Business & Real Estate

Sacramento rocket-engine maker Aerojet to pay $50 million over explosion

A rocket propelled by an engine refurbished by Aerojet Rocketdyne explodes moments after launch last year.
A rocket propelled by an engine refurbished by Aerojet Rocketdyne explodes moments after launch last year. The Associated Press

Aerojet Rocketdyne Holdings Inc. said Thursday it will pay a major customer $50 million to settle a dispute over a spectacular launchpad explosion last fall, the latest in a series of setbacks for the Rancho Cordova rocket-engine maker.

Aerojet announced the settlement with Orbital ATK Inc. in a short statement filed with the Securities and Exchange Commission. The manufacturer also said the two companies “mutually agreed” to sever their contract about midway through the deal. Orbital won’t take delivery of the 10 remaining engines Aerojet was scheduled to supply.

The dispute arose after an unmanned Orbital Antares rocket, propelled by a 1960s-era Soviet engine refurbished by Aerojet, exploded 15 seconds after liftoff from a NASA launchpad at Wallops Island, Va., last Oct. 28. The rocket was scheduled to deliver cargo to the International Space Station.

Earlier this year, an Orbital executive placed the blame squarely on the engine, saying the excessive wear in the engine bearings caused the explosion. Aerojet officials immediately disputed the charge, saying their company’s in-house investigation suggested the bearings were damaged by “foreign object debris” that might have come from the propellant system.

Aerojet spokesman Glenn Mahone said Thursday that both companies submitted independent investigative reports to NASA and the Federal Aviation Administration, but the reports are proprietary and “there’s nothing meaningful we can disclose about the findings.”

A spokesman for Orbital, based in Dulles, Va., couldn’t be reached for comment.

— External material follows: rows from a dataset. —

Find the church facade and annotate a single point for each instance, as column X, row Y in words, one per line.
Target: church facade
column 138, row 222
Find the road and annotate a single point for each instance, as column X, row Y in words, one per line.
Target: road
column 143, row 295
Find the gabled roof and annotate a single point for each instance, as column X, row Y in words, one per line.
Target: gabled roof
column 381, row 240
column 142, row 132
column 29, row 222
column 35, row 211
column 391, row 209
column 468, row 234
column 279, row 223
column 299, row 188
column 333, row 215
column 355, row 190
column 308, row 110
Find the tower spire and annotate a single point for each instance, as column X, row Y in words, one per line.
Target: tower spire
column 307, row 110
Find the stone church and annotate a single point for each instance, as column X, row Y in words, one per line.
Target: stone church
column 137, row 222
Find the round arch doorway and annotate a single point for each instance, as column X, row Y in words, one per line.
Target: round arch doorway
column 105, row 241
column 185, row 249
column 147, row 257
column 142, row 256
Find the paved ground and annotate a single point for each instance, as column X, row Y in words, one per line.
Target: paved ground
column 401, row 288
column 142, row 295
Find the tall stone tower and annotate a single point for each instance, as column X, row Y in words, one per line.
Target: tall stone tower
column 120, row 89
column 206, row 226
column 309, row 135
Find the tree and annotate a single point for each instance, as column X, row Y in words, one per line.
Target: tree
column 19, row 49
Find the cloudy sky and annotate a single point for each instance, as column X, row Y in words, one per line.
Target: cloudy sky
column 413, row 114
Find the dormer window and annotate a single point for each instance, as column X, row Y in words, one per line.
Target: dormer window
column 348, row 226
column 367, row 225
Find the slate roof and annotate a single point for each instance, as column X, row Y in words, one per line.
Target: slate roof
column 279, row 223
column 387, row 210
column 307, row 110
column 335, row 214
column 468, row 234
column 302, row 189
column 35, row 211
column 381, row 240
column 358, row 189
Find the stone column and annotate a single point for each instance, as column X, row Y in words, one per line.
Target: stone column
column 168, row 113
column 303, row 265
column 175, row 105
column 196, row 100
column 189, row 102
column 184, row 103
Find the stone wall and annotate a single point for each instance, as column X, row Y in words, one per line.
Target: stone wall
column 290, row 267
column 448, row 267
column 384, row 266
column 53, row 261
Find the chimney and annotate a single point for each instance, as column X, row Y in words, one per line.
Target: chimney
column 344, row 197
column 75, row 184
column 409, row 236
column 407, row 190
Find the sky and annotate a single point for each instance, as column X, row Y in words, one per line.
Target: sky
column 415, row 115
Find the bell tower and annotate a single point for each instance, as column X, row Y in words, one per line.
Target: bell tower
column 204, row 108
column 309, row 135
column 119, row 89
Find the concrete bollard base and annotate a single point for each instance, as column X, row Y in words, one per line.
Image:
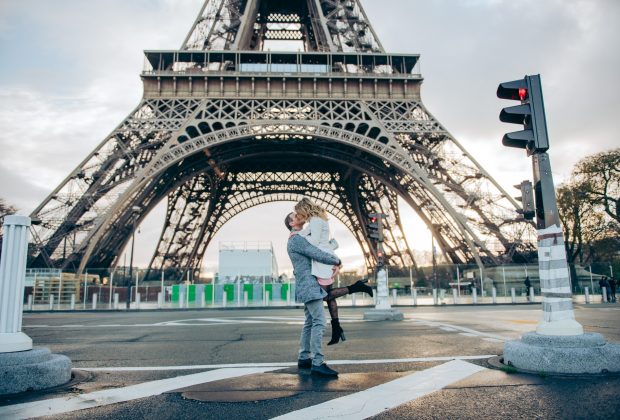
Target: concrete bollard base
column 32, row 370
column 587, row 353
column 11, row 342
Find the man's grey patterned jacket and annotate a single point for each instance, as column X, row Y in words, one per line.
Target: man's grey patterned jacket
column 301, row 253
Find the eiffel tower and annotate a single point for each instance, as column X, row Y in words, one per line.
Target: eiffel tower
column 226, row 124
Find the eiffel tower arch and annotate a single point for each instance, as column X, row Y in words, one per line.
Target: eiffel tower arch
column 226, row 124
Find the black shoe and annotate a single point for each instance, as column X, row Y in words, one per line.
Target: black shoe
column 337, row 333
column 304, row 363
column 360, row 286
column 324, row 370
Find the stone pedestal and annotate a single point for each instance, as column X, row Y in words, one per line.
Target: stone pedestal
column 22, row 368
column 570, row 354
column 32, row 370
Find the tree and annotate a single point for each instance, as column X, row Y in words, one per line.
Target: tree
column 582, row 224
column 588, row 208
column 600, row 175
column 5, row 210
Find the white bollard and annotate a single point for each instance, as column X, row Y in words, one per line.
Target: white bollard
column 12, row 280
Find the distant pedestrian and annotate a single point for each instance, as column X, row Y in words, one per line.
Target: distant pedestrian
column 612, row 286
column 528, row 285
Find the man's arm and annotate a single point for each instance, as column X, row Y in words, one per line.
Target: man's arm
column 305, row 248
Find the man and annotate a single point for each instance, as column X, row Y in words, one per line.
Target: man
column 612, row 288
column 308, row 292
column 528, row 285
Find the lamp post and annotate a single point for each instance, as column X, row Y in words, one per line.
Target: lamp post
column 135, row 210
column 434, row 258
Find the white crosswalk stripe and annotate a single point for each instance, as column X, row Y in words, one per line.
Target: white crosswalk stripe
column 61, row 405
column 373, row 400
column 378, row 399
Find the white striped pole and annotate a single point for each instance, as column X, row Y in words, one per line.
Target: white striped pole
column 12, row 280
column 558, row 315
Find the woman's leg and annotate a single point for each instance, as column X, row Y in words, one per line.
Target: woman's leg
column 332, row 306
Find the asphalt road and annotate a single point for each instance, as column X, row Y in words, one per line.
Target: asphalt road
column 115, row 351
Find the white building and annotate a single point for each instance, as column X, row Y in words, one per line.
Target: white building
column 247, row 261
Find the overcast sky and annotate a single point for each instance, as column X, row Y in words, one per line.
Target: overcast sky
column 69, row 73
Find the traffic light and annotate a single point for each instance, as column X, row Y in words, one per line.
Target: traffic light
column 531, row 113
column 527, row 200
column 375, row 227
column 380, row 258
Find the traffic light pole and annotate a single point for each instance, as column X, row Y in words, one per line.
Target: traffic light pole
column 559, row 344
column 558, row 314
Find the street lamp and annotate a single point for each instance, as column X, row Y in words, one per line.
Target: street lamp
column 433, row 253
column 135, row 210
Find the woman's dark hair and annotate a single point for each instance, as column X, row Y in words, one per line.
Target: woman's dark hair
column 287, row 221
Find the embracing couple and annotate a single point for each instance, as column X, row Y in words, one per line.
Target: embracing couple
column 315, row 265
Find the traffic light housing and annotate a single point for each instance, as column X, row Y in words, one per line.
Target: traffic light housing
column 527, row 200
column 531, row 114
column 375, row 227
column 380, row 257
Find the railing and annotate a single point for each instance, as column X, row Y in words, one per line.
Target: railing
column 268, row 63
column 445, row 285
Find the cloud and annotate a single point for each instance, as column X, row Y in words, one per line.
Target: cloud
column 69, row 75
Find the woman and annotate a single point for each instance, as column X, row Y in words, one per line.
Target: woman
column 317, row 233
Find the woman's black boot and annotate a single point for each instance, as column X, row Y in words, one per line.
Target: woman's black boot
column 337, row 333
column 360, row 286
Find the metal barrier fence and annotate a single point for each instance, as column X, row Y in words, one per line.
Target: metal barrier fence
column 443, row 285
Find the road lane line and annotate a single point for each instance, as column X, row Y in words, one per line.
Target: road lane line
column 463, row 329
column 285, row 364
column 56, row 406
column 378, row 399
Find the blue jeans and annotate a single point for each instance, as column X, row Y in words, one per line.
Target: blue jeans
column 312, row 332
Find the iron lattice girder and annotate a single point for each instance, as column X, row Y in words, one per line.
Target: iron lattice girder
column 322, row 25
column 248, row 184
column 70, row 211
column 425, row 147
column 370, row 119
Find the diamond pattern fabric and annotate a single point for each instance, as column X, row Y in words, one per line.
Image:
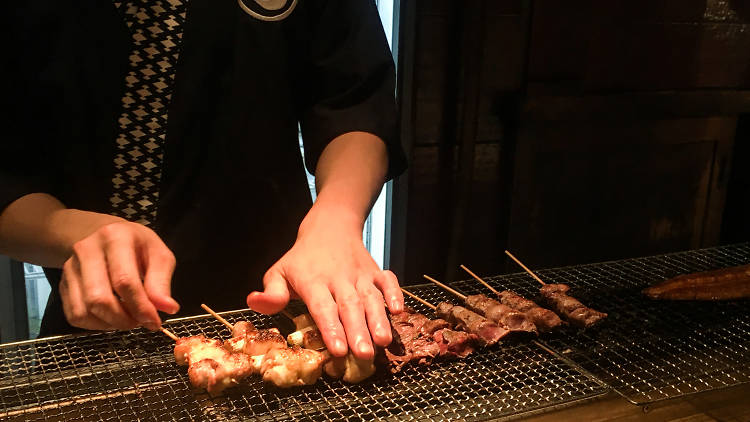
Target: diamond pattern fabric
column 156, row 30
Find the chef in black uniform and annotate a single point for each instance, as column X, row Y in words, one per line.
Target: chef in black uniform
column 151, row 160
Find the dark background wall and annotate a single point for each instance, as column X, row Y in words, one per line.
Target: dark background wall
column 570, row 132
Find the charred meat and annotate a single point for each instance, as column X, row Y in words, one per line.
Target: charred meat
column 507, row 317
column 486, row 331
column 556, row 296
column 544, row 319
column 723, row 284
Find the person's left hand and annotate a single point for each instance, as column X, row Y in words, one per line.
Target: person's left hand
column 330, row 269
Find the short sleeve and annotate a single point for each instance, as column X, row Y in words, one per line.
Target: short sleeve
column 350, row 80
column 25, row 155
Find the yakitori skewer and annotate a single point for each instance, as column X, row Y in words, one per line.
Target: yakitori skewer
column 348, row 368
column 544, row 319
column 217, row 316
column 420, row 300
column 555, row 295
column 251, row 351
column 487, row 331
column 169, row 334
column 531, row 273
column 507, row 317
column 417, row 338
column 479, row 279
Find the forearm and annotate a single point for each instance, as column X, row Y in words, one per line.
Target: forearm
column 37, row 228
column 349, row 175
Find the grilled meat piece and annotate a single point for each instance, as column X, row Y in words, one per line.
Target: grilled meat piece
column 723, row 284
column 211, row 366
column 195, row 348
column 507, row 317
column 487, row 332
column 289, row 367
column 544, row 319
column 569, row 307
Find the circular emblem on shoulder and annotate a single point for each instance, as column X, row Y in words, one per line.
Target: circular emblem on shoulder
column 268, row 10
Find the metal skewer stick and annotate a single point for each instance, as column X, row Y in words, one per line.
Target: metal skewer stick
column 479, row 279
column 217, row 316
column 169, row 334
column 419, row 299
column 287, row 314
column 525, row 268
column 455, row 292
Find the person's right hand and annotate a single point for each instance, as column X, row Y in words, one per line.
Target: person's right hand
column 118, row 277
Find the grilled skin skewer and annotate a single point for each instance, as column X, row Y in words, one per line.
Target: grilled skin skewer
column 486, row 331
column 416, row 338
column 556, row 296
column 348, row 368
column 722, row 284
column 514, row 321
column 249, row 351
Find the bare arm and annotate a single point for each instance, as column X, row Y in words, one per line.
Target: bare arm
column 37, row 228
column 116, row 274
column 328, row 266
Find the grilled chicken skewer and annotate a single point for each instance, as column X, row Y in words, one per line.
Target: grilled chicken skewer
column 486, row 331
column 514, row 321
column 417, row 338
column 267, row 349
column 722, row 284
column 347, row 368
column 544, row 319
column 211, row 366
column 570, row 308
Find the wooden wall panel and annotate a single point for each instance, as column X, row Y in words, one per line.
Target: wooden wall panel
column 598, row 130
column 600, row 192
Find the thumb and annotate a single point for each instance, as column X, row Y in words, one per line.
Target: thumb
column 275, row 296
column 158, row 283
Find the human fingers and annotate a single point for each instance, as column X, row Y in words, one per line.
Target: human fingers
column 96, row 288
column 377, row 320
column 275, row 295
column 387, row 283
column 322, row 307
column 72, row 302
column 125, row 276
column 157, row 280
column 352, row 315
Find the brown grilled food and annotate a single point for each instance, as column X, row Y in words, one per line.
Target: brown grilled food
column 723, row 284
column 544, row 319
column 487, row 331
column 504, row 315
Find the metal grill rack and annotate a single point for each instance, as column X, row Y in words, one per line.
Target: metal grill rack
column 133, row 376
column 649, row 350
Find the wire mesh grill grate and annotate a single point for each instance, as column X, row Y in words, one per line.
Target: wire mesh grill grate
column 650, row 350
column 133, row 376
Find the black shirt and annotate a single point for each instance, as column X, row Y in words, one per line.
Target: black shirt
column 232, row 189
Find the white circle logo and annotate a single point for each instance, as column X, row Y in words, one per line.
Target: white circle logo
column 268, row 10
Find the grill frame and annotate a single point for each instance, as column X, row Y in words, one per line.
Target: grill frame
column 614, row 287
column 132, row 376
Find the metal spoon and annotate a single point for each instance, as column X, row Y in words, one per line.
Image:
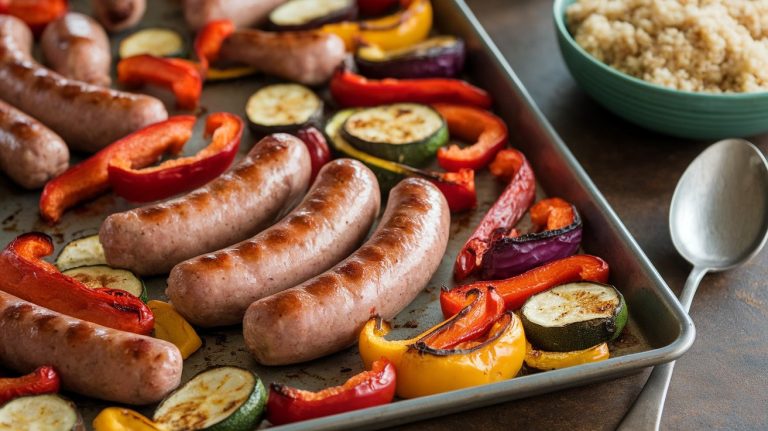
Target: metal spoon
column 718, row 220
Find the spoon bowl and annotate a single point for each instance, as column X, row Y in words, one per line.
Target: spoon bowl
column 718, row 220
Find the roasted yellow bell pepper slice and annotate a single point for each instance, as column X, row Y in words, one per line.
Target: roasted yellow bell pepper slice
column 119, row 419
column 542, row 360
column 172, row 327
column 400, row 30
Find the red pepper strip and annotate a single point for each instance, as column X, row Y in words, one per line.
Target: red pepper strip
column 471, row 322
column 319, row 153
column 518, row 289
column 367, row 389
column 35, row 13
column 44, row 380
column 349, row 89
column 24, row 274
column 552, row 214
column 500, row 219
column 487, row 131
column 180, row 76
column 179, row 175
column 209, row 39
column 90, row 178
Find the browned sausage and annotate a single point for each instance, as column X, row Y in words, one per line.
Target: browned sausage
column 229, row 209
column 334, row 218
column 77, row 47
column 244, row 13
column 86, row 116
column 92, row 360
column 118, row 15
column 308, row 57
column 29, row 152
column 325, row 314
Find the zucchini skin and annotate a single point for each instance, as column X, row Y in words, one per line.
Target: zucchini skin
column 578, row 335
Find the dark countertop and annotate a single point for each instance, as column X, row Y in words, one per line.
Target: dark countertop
column 721, row 382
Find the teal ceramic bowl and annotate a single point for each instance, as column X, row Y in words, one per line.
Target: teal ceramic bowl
column 679, row 113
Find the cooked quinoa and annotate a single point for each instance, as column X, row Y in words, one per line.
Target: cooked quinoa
column 694, row 45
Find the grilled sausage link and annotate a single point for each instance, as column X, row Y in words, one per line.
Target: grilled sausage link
column 332, row 220
column 325, row 314
column 308, row 57
column 92, row 360
column 229, row 209
column 243, row 13
column 86, row 116
column 77, row 47
column 119, row 15
column 30, row 154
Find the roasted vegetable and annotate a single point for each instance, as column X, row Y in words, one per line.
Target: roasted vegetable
column 367, row 389
column 406, row 133
column 308, row 14
column 574, row 316
column 437, row 57
column 179, row 175
column 518, row 289
column 283, row 108
column 561, row 237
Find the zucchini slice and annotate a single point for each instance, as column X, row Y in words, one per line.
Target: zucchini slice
column 96, row 276
column 407, row 133
column 81, row 252
column 574, row 316
column 160, row 42
column 219, row 399
column 47, row 412
column 283, row 108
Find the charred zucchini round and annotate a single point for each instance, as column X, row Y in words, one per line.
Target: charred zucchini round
column 574, row 316
column 219, row 399
column 408, row 133
column 283, row 108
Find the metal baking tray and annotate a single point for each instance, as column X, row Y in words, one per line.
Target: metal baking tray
column 658, row 331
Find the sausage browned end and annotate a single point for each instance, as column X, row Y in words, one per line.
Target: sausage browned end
column 77, row 47
column 118, row 15
column 325, row 314
column 308, row 57
column 87, row 117
column 92, row 360
column 237, row 205
column 30, row 153
column 243, row 13
column 332, row 220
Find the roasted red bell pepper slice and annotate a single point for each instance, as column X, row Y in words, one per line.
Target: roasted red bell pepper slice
column 499, row 220
column 367, row 389
column 24, row 274
column 179, row 175
column 209, row 39
column 90, row 178
column 182, row 77
column 376, row 7
column 518, row 289
column 319, row 153
column 44, row 380
column 471, row 322
column 486, row 132
column 350, row 89
column 552, row 214
column 35, row 13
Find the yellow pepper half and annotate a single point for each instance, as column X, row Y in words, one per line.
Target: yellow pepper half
column 119, row 419
column 542, row 360
column 172, row 327
column 425, row 371
column 396, row 31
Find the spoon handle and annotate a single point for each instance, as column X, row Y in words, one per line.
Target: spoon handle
column 645, row 414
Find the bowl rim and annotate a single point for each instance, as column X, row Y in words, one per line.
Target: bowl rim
column 559, row 11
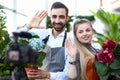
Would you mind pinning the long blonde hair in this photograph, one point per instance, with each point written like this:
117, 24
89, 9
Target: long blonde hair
85, 54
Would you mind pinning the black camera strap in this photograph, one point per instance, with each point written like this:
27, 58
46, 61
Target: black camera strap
46, 39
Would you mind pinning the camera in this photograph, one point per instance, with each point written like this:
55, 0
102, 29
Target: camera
18, 55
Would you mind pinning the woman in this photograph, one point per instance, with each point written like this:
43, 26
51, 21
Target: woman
81, 69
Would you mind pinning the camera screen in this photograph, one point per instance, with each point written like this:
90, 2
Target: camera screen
13, 55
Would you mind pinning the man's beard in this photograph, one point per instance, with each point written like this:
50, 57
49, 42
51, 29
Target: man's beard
58, 29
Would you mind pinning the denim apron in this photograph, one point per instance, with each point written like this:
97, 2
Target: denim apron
55, 57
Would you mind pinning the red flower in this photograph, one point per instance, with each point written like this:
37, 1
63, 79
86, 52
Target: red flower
110, 44
106, 56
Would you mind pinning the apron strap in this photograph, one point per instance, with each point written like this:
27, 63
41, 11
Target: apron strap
46, 39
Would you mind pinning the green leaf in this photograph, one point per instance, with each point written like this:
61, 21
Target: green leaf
115, 64
100, 68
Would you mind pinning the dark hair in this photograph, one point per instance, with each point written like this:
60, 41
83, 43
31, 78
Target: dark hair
59, 5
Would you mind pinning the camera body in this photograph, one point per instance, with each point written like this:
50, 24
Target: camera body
18, 55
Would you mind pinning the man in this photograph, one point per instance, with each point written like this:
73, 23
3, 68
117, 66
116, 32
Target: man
55, 65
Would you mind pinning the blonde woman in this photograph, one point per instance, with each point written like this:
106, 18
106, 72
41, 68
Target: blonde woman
82, 68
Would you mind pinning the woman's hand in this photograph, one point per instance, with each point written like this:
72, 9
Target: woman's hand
71, 49
36, 20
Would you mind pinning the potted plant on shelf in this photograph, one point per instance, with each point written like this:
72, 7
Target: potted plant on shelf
107, 62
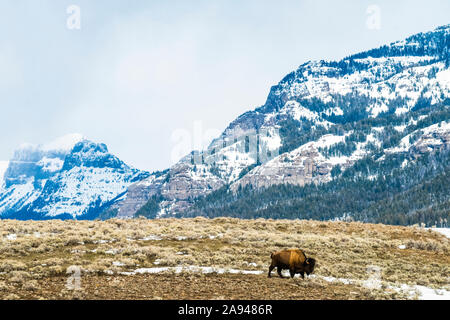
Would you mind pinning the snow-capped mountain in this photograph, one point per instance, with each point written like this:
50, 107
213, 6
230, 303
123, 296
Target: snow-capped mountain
70, 177
318, 121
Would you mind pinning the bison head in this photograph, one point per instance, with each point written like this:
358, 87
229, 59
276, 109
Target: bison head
309, 265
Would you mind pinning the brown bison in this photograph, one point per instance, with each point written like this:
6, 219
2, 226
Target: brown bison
293, 259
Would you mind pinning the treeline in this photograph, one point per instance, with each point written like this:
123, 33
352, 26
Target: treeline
414, 194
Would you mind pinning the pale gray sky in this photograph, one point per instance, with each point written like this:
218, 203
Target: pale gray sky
139, 70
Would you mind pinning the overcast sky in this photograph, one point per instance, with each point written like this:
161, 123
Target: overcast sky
138, 71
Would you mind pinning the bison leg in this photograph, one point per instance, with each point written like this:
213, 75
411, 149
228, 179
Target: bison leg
279, 272
270, 270
292, 272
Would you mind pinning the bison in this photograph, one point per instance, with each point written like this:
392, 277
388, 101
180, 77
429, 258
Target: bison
293, 259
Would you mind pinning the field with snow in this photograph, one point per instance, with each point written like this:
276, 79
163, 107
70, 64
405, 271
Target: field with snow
218, 259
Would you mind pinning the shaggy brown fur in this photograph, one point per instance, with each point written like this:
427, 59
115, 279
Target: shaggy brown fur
293, 259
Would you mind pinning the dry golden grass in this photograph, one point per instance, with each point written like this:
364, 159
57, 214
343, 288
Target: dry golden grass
33, 251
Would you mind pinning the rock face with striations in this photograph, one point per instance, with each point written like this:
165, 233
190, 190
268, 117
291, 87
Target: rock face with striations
304, 131
70, 178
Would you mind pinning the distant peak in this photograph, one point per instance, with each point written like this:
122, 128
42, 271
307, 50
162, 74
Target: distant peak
65, 143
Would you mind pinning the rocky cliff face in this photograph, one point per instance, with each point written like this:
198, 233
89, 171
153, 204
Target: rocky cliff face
310, 124
69, 178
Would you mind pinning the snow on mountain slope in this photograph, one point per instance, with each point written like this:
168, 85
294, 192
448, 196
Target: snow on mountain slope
70, 177
395, 79
3, 167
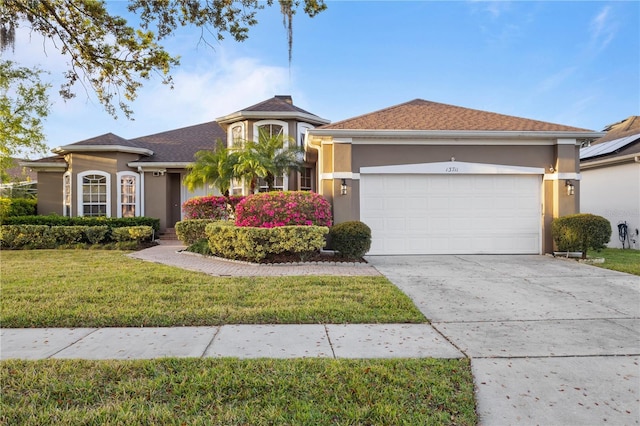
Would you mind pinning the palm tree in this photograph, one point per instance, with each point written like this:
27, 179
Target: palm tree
212, 168
274, 155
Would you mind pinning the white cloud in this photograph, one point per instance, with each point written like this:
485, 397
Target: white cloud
556, 80
603, 29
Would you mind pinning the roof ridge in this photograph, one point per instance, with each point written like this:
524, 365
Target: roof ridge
441, 116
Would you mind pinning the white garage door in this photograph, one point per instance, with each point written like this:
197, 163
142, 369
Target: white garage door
452, 214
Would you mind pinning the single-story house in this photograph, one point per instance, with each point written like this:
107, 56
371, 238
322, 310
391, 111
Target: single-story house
427, 178
610, 187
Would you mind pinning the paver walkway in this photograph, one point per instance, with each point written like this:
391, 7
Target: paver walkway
168, 252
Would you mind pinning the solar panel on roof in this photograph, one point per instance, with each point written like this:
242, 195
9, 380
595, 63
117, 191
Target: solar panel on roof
606, 147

In its SEC filing, Aerojet said it will pay Orbital by Wednesday and plans to seek reimbursement from its insurers for “a portion of the settlement costs.”

The cancellation of the rest of the contract wasn’t a surprise. Shortly after the Virginia explosion, Orbital said it expected to stop using the engines supplied by Aerojet. In a private letter last November to Aerojet, the company “directed us to stop work on the AJ-26 supply contract,” according to an Aerojet filing with the SEC earlier this year.

The Orbital Antares contract generated $34 million in revenue for Aerojet in 2013 but only $7.9 million last year, according to Aerojet regulatory filings.

All told last year, Aerojet reported a $53 million loss on revenue of $1.6 billion.

Aerojet and Orbital have other contracts, which Mahone said will remain intact. The contracts include a deal signed in February in which Aerojet is supplying propulsion systems to Orbital communications satellites.

In an SEC filing in 2013, the Rancho Cordova company listed Orbital as one of its “principal customers.”

The settlement caps a difficult two weeks for Aerojet. On Sept. 16, it was disclosed that Aerojet was rebuffed in its $2 billion bid to buy United Launch Alliance from its two owners, Boeing Co. and Lockheed Martin Corp. Colorado-based ULA is a top supplier of rockets to the Pentagon.

And just two days ago, ULA announced it would no longer buy rocket boosters from Aerojet.

ULA’s new supplier: Orbital. Officials with ULA said the Orbital boosters would be cheaper.

Aerojet is also in the midst of a cost-cutting program in an effort to boost profit margins. The company plans to eliminate 250 of its 1,600 jobs in Rancho Cordova and a total of 500 jobs nationwide.

The company’s stock closed Thursday at $17.44, down 11 cents, on the New York Stock Exchange.